Hal ini nampaknya susah kita mengerti karena dunia sekitar kita seringkali bersikap sebaliknya. Dimana kekecewaaan diutamakan dan disampaikan dengan kemarahan yang meledak-ledak. Karena lelah meledak-ledak, akhirnya malah mengabaikan masalah yang sebenarnya harus diselesaikan.
- Kristus yang bangkit berbagi luka dan trauma
Bukan hanya hadir
menenangkan, Kristus yang bangkit menunjukkan tangan dan lambung-Nya untuk berbagi
luka dan trauma-Nya. Selain Yesus mau menujukkan fakta bahwa Ia sungguh bangkit
dengan tubuh jasmani. Kristus mau murid-murid-Nya mengetahui bahwa Kristus
tidak meninggalkan mereka namun turut menderita. Lebih jauh lagi, gerak Yesus
menunjukkan luka dan trauma membuat para murid-Nya belajar berani menerima
kenyataan bahwa hidup ini juga berisi derita selain sukacita. Dari sini kita
melihat bahwa Kristus yang bangkit bukan mau kita selalu optimis sampai abai
pada realita derita dan permasalahan. Masalah itu ada, luka dan trauma itu ada,
ayo dihadapi bersama jangan lari/ mutung.
Kristus memiliki alasan yang sama untuk bersembunyi / lari seperti para murid. Tapi Kristus memberikan alasan yang lebih kuat bagi para murid untuk menghadapi orang-orang Yahudi dan Romawi yang menyebabkan trauma. Alasannya adalah untuk memulihkan jiwa-jiwa yang terluka dan mengalami trauma. Ayo temui mereka yang mungkin sedang rapuh, sedang lari dari persoalan, dan menutup diri. Katakanlah bahwa mereka tak sendiri menjalani hidup dalam perjuangan.

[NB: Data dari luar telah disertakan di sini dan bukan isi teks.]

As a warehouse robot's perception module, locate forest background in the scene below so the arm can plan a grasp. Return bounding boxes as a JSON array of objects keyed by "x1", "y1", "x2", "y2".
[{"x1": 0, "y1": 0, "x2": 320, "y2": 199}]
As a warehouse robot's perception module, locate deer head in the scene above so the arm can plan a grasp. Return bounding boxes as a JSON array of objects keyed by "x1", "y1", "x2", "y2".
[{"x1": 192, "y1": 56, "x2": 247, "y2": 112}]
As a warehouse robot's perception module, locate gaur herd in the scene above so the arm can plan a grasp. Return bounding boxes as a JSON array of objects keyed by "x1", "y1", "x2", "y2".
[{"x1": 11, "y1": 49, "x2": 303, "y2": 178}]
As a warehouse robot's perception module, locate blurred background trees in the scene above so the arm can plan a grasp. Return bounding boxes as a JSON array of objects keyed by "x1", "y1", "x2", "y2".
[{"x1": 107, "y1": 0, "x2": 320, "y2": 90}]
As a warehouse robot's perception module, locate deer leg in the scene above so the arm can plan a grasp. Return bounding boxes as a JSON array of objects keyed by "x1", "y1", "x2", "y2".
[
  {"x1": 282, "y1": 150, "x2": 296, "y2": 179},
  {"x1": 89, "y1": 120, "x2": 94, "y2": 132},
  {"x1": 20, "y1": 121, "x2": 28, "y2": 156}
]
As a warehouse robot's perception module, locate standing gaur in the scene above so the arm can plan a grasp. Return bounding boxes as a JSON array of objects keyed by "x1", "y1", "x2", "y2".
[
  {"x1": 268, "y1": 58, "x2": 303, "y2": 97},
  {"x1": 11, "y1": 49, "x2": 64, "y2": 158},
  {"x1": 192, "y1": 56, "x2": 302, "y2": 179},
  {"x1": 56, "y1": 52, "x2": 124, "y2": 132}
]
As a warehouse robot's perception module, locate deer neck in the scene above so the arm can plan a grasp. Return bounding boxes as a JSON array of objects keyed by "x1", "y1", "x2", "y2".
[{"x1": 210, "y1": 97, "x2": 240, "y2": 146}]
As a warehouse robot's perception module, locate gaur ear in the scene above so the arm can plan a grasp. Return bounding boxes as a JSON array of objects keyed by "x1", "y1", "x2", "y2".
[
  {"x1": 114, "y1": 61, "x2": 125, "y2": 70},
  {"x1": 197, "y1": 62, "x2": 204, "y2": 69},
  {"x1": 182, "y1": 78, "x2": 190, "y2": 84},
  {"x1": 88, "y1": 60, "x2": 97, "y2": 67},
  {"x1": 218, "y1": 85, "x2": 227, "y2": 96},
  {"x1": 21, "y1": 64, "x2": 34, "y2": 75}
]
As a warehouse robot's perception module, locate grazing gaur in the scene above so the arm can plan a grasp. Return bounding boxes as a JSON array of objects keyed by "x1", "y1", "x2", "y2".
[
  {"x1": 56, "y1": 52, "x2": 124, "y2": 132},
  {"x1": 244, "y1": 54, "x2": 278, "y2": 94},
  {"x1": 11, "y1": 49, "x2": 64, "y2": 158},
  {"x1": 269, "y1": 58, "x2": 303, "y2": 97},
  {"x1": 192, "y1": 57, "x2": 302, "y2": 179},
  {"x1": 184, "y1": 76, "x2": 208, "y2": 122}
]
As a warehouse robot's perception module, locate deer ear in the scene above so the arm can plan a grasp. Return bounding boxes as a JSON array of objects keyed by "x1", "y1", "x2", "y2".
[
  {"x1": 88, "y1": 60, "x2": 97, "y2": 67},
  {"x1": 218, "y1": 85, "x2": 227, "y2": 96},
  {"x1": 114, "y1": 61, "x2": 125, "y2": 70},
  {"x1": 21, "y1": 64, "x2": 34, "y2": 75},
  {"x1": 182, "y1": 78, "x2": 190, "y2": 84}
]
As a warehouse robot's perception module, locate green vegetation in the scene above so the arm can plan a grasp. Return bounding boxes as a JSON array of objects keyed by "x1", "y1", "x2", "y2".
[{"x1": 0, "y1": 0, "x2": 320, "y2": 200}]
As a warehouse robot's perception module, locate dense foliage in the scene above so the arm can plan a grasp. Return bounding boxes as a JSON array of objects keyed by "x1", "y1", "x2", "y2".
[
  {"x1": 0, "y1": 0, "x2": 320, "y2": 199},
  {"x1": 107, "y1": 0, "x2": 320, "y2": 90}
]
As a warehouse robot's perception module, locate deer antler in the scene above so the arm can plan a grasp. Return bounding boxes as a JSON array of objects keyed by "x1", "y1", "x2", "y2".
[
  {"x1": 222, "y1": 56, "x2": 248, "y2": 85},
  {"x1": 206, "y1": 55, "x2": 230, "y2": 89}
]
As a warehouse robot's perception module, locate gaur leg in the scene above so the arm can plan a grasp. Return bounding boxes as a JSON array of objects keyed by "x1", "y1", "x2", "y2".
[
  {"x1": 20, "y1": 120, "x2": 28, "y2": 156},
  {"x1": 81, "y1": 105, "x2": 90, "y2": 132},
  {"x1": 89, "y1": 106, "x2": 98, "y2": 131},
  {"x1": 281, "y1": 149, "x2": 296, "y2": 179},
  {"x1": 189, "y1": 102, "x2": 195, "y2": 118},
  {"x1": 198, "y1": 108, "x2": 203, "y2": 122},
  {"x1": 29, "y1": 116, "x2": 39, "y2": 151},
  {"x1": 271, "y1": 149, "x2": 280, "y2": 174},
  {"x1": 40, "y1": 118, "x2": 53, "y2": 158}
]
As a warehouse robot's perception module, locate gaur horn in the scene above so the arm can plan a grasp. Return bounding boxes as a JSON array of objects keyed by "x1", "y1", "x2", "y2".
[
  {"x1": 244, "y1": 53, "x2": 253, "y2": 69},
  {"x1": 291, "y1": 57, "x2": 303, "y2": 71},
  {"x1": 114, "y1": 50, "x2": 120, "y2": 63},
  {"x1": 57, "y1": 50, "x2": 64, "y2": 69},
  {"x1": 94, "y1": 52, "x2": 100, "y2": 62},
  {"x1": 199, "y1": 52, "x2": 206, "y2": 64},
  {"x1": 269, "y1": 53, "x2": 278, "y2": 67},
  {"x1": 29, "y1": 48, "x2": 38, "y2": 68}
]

- Kristus yang bangkit membagikan daya pemulihan
Kristus yang
bangkit itu tahu bahwa murid-murid-Nya suka kasi alasan; wah tapi realita terlalu
berat. Maka dihembusilah mereka dengan Roh Tuhan sebagai daya yang menopang.
Sekaligus otoritas untuk menyatakan ada pengampunan dan keselamatan dari Tuhan
Allah bagi orang berdosa yang mengakui kesalahannya. Hal ini penting untuk dimiliki
para murid, sebab kuasa pengampunan Kristus itulah yang membuat manusia tak
lagi kerasan hidup dalam dosanya dan ingin terus hidup dalam indahnya
kebenaran.
Tindakan Yesus ini berhasil memulihkan
murid-murid-Nya.
- Lihatlah dalam Yohanes 20:28, cerita tentang Tomas sebagai bagian dari murid yang traumatis, susah percaya dan menutup diri menjadi murid yang mengakui bahwa Yesus Kristus adalah Tuhan dan Allahku!
- Lihatlah pula Kisah Para Rasul 5:27-32, cerita tentang para murid yang semula takut pada orang-orang Yahudi menjadi berani memberi kesaksian di depan Sanhedrin (Mahkamah Agama Yahudi). Mereka menyikapi Imam Besar yang (dalam Kis 5:28) menegur "Dengan keras kami melarang kamu mengajar dalam Nama itu. Namun ternyata, kamu telah memenuhi Yerusalem dengan ajaranmu dan kamu hendak menanggungkan darah Orang itu kepada kami." Petrus mewakili para murid menjawab "Kita harus lebih taat kepada Allah dari pada kepada manusia.” Mereka sanggup menjadi pemberani karena mereka berpegang pada kebenaran tentang fakta kebangkitan Yesus Kristus yang memulihkan.
Dengan demikian, sebagai
murid-murid-Nya yang sudah menerima damai sejahtera dan dipulihkan ada
kesempatan yang dianugerahkan bagi kita. Kita punya kesempatan untuk hadir
membawa damai sejahtera bagi sesama. Kita perlu berani terbuka membagikan luka
dan trauma demi memberi daya bagi mereka yang sedang bergumul dalam trauma.
Agar semua orang memiliki keberanian untuk pulih meski harus melewati pergumulan.